Much of the Scottish succession is assigned to the Southerness Limestone Member, about 135 m of thinly interbedded calcareous mudstone, siltstone and limestone. The member is best seen in the Kirkbean Outlier where it is richly fossiliferous, with a varied marine fauna of Chadian to Arundian age, and contains two distinctive algal stromatolite bands each about 1 m thick (P220451). The stromatolites resemble dome types from algal beds of the Lyne Formation in the Northumberland Basin. Individual domes are up to 30 cm in diameter with a relief of 10–15 cm, and are set in a calcareous mudstone matrix. They probably formed in a low intertidal to shallow subtidal depositional environment since there are signs of limited reworking. The algal bands are developed in two of three sedimentary cycles identified in the upper part of the member as follows:
- 1. Flaggy, micaceous sandstone with ripple marks and plant remains
- 5. Interbedded limestone and mudstones
- 4. Nodular algal band (in two of the three cycles)

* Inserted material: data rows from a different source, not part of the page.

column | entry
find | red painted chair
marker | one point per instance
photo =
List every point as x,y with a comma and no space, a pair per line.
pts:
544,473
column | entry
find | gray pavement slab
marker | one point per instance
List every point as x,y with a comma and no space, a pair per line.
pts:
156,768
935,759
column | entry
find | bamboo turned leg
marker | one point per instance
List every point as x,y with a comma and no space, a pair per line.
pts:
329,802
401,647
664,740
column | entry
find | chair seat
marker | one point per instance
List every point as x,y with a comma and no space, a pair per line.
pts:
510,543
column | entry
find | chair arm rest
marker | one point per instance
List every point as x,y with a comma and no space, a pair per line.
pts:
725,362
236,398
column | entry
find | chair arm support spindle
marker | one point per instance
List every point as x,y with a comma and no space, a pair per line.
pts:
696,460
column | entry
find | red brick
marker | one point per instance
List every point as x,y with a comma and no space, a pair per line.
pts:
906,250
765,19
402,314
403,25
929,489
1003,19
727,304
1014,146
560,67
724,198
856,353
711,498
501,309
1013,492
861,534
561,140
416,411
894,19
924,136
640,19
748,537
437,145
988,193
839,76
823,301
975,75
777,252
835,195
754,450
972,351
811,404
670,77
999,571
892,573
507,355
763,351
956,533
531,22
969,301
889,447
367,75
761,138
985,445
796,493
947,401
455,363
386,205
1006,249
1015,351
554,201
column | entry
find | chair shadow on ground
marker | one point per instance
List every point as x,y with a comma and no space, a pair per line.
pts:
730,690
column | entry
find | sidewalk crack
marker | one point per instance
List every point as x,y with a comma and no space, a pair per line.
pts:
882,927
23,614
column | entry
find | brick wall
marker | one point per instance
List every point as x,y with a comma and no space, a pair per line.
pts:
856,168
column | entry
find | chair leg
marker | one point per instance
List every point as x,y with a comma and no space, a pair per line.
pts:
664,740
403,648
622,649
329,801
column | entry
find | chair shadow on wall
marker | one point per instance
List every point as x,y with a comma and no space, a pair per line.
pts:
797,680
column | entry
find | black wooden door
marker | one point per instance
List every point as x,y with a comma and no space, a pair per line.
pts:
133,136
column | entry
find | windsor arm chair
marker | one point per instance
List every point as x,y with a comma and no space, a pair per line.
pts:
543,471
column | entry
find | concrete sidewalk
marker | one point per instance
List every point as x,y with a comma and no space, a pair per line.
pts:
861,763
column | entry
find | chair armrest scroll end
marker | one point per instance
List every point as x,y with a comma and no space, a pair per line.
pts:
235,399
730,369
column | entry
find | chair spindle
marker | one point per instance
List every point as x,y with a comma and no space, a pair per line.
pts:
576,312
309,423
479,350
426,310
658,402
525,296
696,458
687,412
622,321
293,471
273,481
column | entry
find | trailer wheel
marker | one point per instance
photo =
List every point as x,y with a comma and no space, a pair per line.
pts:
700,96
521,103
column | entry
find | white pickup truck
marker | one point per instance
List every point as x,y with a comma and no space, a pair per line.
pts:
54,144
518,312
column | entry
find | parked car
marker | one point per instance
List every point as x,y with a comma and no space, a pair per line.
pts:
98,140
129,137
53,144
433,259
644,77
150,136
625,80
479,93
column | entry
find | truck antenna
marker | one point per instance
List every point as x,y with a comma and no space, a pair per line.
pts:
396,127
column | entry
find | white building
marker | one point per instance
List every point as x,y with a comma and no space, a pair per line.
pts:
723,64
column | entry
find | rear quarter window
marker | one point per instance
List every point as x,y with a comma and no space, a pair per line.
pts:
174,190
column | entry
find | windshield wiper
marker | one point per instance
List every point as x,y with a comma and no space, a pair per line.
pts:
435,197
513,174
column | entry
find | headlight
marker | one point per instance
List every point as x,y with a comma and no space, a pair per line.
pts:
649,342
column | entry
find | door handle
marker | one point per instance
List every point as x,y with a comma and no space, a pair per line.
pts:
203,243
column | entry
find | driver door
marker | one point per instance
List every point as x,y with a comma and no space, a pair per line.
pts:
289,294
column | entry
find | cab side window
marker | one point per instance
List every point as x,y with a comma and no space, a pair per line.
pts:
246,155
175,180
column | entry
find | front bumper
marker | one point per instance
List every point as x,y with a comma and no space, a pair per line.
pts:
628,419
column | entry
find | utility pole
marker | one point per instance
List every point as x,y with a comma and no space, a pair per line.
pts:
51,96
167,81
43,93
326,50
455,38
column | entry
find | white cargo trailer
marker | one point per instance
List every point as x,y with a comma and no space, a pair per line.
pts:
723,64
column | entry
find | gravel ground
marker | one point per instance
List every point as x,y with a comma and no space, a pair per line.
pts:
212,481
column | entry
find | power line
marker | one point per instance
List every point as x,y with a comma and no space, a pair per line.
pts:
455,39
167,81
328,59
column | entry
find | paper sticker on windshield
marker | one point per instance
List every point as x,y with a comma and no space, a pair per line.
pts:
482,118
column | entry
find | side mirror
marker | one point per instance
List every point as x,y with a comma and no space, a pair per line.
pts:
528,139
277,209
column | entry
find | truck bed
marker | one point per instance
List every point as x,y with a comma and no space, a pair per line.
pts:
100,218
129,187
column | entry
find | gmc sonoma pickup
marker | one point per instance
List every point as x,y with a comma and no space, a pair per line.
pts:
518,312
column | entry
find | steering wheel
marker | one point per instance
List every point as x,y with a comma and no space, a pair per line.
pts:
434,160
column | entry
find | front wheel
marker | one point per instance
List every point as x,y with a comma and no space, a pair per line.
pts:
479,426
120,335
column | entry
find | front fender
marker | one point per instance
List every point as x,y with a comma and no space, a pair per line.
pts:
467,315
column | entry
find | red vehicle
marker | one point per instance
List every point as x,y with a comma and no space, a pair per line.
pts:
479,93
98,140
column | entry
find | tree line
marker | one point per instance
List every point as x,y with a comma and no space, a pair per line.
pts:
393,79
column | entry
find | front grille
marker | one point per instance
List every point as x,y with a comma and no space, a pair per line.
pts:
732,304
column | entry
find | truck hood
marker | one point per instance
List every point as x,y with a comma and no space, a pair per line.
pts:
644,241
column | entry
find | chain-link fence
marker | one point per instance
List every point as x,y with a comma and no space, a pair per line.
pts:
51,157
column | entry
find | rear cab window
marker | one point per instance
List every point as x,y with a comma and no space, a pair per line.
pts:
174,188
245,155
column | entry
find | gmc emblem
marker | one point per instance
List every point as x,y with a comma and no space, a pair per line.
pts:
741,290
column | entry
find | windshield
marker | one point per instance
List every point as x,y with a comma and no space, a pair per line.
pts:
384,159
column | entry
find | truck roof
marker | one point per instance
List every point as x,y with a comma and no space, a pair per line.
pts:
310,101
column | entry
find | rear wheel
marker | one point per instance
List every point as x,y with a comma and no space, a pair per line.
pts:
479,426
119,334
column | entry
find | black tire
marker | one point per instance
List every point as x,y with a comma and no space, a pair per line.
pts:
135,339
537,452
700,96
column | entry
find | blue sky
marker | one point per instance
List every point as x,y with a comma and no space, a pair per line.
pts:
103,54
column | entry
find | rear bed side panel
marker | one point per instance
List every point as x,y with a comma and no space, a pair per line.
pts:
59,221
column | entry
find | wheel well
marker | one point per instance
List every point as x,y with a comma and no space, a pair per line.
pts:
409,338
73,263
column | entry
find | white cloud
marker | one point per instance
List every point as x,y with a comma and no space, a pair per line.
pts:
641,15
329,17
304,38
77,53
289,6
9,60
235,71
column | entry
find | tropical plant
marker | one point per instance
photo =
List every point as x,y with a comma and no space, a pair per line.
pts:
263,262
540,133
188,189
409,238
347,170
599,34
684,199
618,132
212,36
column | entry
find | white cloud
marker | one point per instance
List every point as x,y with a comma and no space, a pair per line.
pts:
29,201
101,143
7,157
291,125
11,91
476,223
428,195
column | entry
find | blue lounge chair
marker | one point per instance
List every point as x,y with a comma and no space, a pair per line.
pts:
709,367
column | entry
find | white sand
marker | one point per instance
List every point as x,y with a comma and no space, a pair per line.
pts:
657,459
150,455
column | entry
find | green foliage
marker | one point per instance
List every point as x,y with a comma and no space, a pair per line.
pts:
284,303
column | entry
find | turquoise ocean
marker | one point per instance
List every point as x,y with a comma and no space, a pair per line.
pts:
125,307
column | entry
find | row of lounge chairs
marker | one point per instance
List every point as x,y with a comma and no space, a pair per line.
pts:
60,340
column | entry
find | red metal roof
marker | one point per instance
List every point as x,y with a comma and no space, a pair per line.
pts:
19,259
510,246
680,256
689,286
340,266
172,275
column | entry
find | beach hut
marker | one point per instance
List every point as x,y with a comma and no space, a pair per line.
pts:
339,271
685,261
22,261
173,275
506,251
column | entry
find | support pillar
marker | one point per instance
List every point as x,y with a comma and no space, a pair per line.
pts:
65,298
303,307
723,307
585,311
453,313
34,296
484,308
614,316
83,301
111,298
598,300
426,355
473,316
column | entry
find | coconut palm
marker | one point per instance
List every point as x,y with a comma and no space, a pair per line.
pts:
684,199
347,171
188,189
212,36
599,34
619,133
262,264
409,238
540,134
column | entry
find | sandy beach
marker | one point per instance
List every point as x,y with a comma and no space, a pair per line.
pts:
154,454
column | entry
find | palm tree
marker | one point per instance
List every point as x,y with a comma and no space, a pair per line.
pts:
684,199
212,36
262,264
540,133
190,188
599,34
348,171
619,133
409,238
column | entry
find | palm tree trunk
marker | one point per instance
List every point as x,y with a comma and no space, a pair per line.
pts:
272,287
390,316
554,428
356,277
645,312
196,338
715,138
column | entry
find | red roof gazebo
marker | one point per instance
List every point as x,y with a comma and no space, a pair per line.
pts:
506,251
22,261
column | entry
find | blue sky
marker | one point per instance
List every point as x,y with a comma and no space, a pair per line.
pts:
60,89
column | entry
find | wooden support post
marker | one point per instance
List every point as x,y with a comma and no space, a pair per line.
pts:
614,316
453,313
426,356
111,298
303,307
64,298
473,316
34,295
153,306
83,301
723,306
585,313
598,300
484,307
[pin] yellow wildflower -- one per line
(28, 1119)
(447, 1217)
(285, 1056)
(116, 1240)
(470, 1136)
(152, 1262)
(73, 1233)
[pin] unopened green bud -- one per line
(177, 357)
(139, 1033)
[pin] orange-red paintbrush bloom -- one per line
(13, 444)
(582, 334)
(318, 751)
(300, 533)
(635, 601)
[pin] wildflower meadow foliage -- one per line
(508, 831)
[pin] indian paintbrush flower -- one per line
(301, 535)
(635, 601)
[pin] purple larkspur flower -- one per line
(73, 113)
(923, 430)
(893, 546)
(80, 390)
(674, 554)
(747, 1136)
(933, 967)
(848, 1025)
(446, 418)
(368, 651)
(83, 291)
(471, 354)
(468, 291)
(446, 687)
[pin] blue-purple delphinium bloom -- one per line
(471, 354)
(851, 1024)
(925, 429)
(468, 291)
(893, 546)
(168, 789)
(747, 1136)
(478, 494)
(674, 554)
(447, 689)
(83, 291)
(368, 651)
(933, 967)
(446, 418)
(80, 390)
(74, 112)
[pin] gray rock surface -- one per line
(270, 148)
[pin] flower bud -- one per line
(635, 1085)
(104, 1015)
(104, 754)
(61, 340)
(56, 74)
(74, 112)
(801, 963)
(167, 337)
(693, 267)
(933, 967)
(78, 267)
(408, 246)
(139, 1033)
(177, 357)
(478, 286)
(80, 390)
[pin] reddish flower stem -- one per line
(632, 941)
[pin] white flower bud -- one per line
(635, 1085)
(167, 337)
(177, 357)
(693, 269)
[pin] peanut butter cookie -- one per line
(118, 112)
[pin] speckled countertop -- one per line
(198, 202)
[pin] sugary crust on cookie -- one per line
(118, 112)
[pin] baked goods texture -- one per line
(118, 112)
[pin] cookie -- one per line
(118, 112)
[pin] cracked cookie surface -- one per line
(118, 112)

- 3. Argillaceous limestone interbedded with calcareous mudstone
- 2. Fine grained, rippled sandstone
- 1. Flaggy, micaceous sandstone with ripple marks and plant remains
Each cycle commences with sandstones deposited in a littoral environment. These are succeeded by calcareous beds, formed under shallow subtidal conditions, but with some sandy limestones containing oolites as an indication that the sediments were at times affected by wave action. The cyclicity may be attributed to variation in subsidence rate and terriginous sediment input, both perhaps related to movement on the basin boundary faults.
Around Newcastleton and Ecclefechan, the member contains an Arundian fauna of brachiopods, bivalves, foraminifera and ostracods that suggests a stratigraphical level equivalent to the Cambeck Member. Also present, both there and in the Kirkbean Outlier, are limestone beds (respectively the ‘Harden Beds’ and Syringothyris Limestone Bed) of possible equivalence to the Whitberry Marine Band that farther south marks the base of the Fell Sandstone Formation. However, stratigraphically above the Syringothyris Limestone Bed at Southerness are the two distinctive algal stromatolite bands of ‘Lyne Formation type’. If these stratigraphical correlations are correct, then the Southerness Limestone Member ranges diachronously higher than the top of the Lyne Formation elsewhere in the Solway and Northumberland basins.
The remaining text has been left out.